Brent crude fell 94 cents, or 2.17%, to end at 42.35 dollars. In New York, the WTI lost 1.28 dollars or 3.1% to finish at 39.62 dollars.
Oil prices ended lower on Thursday in light of the evolution of the Covid-19 pandemic, which threatens the recovery of energy demand, and the prospects for a larger supply.
In London, a barrel of Brent North Sea crude for September delivery fell 94 cents, or 2.17%, to $ 42.35.
In New York, the barrel of American WTI for the month of August lost 1.28 dollars or 3.1% to finish at 39.62 dollars.
Investors are cautious about the prospect of “still weak demand and higher supply,” said Ipek Ozkardeskaya, analyst at Swissquote Bank.
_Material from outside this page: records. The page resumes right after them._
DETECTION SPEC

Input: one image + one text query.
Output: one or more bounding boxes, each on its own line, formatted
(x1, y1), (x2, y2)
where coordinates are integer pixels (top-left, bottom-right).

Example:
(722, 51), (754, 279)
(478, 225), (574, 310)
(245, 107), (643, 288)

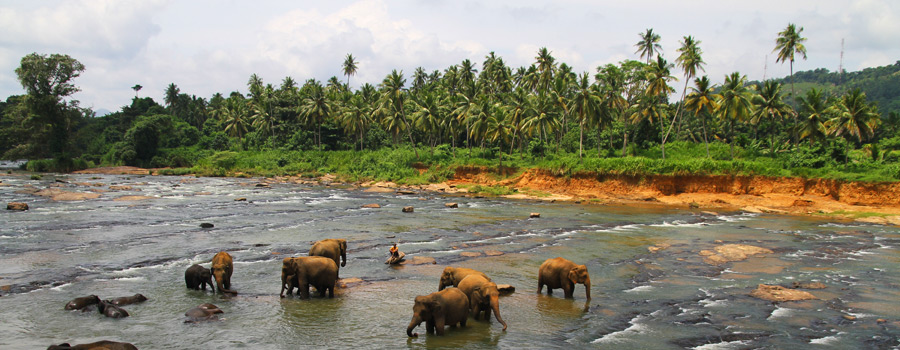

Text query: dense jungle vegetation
(0, 25), (900, 182)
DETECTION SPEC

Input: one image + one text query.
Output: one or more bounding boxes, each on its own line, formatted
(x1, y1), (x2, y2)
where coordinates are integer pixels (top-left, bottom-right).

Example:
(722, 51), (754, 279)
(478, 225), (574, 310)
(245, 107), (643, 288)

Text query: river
(0, 175), (900, 349)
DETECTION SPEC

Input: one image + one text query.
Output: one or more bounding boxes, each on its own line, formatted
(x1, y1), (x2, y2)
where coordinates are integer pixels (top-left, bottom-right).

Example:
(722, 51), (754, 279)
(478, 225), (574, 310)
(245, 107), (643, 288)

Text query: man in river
(384, 243), (406, 265)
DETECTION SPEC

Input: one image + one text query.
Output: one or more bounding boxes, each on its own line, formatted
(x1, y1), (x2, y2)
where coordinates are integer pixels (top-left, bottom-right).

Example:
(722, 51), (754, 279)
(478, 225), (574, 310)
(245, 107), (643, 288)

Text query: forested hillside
(760, 61), (900, 116)
(0, 29), (900, 181)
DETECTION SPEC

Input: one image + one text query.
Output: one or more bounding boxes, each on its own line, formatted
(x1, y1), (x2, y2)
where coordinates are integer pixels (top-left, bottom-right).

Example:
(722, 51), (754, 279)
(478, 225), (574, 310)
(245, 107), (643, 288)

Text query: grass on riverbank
(28, 142), (900, 183)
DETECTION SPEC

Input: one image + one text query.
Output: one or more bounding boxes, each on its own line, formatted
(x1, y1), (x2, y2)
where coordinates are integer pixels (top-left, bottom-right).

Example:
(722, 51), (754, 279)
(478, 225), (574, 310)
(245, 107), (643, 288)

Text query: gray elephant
(184, 264), (215, 291)
(106, 293), (147, 306)
(97, 300), (130, 318)
(64, 294), (100, 310)
(280, 256), (338, 299)
(459, 274), (506, 331)
(184, 303), (225, 323)
(47, 340), (137, 350)
(438, 266), (491, 291)
(406, 288), (469, 337)
(309, 238), (347, 274)
(538, 258), (591, 300)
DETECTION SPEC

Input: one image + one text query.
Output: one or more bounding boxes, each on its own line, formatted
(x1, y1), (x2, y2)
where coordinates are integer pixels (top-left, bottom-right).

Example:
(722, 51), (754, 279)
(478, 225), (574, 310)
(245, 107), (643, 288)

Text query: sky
(0, 0), (900, 111)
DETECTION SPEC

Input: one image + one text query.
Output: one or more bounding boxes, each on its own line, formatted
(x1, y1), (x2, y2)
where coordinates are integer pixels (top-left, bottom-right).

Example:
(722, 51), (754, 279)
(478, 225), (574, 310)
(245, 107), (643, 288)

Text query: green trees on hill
(0, 25), (900, 179)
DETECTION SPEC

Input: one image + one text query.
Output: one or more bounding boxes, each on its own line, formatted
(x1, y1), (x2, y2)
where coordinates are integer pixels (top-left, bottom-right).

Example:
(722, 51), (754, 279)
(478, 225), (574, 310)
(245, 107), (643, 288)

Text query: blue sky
(0, 0), (900, 111)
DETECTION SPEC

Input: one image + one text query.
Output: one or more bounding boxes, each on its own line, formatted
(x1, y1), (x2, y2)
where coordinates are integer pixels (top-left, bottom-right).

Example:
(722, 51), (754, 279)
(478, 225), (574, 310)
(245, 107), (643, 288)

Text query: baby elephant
(47, 340), (137, 350)
(184, 303), (225, 323)
(65, 295), (100, 310)
(97, 300), (129, 318)
(184, 264), (215, 290)
(106, 293), (147, 306)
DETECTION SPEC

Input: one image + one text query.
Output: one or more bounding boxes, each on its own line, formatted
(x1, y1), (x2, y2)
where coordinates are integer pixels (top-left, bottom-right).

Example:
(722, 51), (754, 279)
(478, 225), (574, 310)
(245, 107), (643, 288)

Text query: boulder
(700, 244), (774, 265)
(750, 284), (818, 302)
(6, 202), (28, 211)
(791, 282), (828, 289)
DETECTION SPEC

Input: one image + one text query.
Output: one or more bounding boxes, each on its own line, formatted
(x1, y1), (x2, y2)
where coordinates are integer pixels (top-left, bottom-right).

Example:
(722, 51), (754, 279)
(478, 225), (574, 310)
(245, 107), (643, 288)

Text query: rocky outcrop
(700, 244), (773, 265)
(6, 202), (28, 211)
(750, 284), (819, 302)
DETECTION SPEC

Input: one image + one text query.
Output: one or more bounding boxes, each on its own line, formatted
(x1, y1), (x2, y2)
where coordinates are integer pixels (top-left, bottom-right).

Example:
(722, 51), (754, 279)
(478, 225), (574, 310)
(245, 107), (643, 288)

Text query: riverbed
(0, 174), (900, 349)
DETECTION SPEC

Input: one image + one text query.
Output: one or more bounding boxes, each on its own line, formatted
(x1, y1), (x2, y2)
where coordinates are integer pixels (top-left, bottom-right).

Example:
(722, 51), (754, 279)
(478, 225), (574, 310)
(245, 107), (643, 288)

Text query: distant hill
(752, 61), (900, 117)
The explosion of new cases of Covid-19, in the south and west of the United States in particular, threatens the economic recovery of the first consumer of black gold. Several states have also had to suspend their deconfinement process, or even go back by ordering the closure of bars and restaurants.
“Market players are wondering when we will see the end of the tunnel, when the trend will change,” says Louise Dickson of Rystad Energy. “As the United States, Brazil and other countries continue to be rolled up by Covid-19, the demand is really at stake,” she adds.
On the supply side, “the surplus is still huge in the world oil market,” said Carsten Fritsch and Barbara Lambrecht, analysts at Commerzbank.
Observers and market players are looking in particular at Libya, where crude exports had almost disappeared since January and could return to the market.
The Libyan National Petroleum Company (NOC) announced on Wednesday that it was ready to suspend the situation of “force majeure” at its Es Sider oil terminal, “blocked for six months”, recalls Tamas Varga, of PVM.
“Any increase in Libyan oil production and exports is an additional headache for OPEC +,” he added.
Victim of the civil war, Libyan production had fallen at the start of the year from more than a million barrels per day – average of last year – to less than 100,000, according to data from the Organization of the Exporting Countries of petroleum (OPEC), of which Libya is a part.
If it returned to the market, such a quantity could threaten the fragile balance between supply and demand that the cartel and its allies, known as Opep +, are trying to maintain with great reinforcement of cuts in their production.
Especially since the latter must go from 9.6 million barrels per day (mbd) in July to 7.7 mbd in August, until December.